# 911



## pdoyle2 (Sep 17, 2009)

my step sister bought a beta fish, I'm not sure which kind but she didn't have a tank, so she put him in Tupperware, the Tupperware dish is probably less than a cup, she over feeds it and I was wondering if I could put him in one of my tanks until I make her buy a tank. I have one tank with a goldfish (2 gal) and a biorb with 8 neon tetras in it(4 gal).

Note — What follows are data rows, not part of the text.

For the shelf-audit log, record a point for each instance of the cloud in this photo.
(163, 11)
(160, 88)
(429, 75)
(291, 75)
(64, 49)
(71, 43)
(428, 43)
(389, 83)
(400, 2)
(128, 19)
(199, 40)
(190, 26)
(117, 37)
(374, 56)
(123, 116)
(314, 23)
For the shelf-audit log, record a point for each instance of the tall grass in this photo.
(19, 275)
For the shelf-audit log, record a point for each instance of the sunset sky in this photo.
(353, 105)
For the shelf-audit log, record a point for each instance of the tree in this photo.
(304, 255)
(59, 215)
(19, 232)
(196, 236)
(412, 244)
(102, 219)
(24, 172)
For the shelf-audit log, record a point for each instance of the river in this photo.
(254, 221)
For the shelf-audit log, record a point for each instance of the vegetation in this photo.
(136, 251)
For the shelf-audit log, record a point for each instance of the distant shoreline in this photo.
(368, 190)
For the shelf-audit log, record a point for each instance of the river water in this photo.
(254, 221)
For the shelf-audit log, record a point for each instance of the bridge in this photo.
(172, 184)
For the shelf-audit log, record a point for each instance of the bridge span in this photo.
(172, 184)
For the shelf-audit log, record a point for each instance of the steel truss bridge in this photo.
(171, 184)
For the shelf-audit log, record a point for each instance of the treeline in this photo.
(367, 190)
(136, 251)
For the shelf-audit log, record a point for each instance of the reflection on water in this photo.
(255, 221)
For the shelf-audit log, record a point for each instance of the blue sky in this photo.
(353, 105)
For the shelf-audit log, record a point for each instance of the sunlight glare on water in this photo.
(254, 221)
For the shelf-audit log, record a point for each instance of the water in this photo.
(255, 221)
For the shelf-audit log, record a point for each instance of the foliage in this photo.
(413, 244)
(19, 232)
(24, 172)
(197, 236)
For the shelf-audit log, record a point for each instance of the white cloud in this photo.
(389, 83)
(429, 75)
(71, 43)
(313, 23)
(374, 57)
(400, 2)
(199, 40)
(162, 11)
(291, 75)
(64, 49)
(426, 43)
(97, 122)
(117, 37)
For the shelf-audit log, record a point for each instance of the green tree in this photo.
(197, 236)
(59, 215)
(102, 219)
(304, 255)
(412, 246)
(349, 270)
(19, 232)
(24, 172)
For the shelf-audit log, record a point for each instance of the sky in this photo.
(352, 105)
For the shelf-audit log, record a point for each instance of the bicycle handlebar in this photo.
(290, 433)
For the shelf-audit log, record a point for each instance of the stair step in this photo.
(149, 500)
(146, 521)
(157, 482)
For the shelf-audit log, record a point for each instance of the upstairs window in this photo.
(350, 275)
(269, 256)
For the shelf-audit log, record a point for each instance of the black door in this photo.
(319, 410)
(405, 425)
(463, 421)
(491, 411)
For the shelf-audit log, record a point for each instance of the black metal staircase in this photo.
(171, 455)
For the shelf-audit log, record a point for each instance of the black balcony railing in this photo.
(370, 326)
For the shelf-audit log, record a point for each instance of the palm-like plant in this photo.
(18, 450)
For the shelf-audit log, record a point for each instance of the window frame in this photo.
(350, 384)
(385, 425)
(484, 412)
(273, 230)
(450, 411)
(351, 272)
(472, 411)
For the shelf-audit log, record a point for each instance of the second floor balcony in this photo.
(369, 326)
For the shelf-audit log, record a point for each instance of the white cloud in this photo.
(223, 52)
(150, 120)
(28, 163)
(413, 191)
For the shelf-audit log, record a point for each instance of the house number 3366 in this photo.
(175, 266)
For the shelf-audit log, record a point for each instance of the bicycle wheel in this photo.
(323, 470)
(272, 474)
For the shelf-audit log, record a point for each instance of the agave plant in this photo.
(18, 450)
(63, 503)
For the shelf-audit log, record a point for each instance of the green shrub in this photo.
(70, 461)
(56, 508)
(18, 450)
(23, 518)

Will he be safe in either of these?


----------



## daniel89 (Nov 28, 2009)

ugh thats a tough question, I have betta's and all the males have there own tanks which are like a gallon big, but id say stick him into a bigger bowl untill then?

fyi even a 5 dollar nice size vase will be better than a small container


----------



## pdoyle2 (Sep 17, 2009)

well I dont really have a bigger bowl... would he be ok in one of the previously mentioned tanks for a day or two?


----------



## Guest (Dec 27, 2009)

i responded this in your other topic:
Ehm, how big is the tank? beta's are aggressive fish no matter how pretty they are. You just have to decide if you care more about your sister's beta or your tetra's I think..

They can survive in cups, that's how many pet stores hold them, but at least the local one here uses bag buddies to up the O2 saturation and slow the fish's respiration.

If you have any buckets that haven't been used for chemicals, like perhaps one you have just for you fish for water changes?


----------



## emc7 (Jul 23, 2005)

change water 2x a day if its in a little cup. You could also use a bigger bowl (like a mixing bowl) or large gladware or tupperware container.


----------



## daniel89 (Nov 28, 2009)

bettas shouldnt be mixed with goldfish. bettas are tropical fish and goldfish are cold water. and ive been told that neons like to bite bettas tails, so also not a good idea. if you could find something that is about a gallon (a big tupperwear would be fine), the betta will be fine. but if you have to keep it in something small like a cup, you need to do water changes every day.

-christina


----------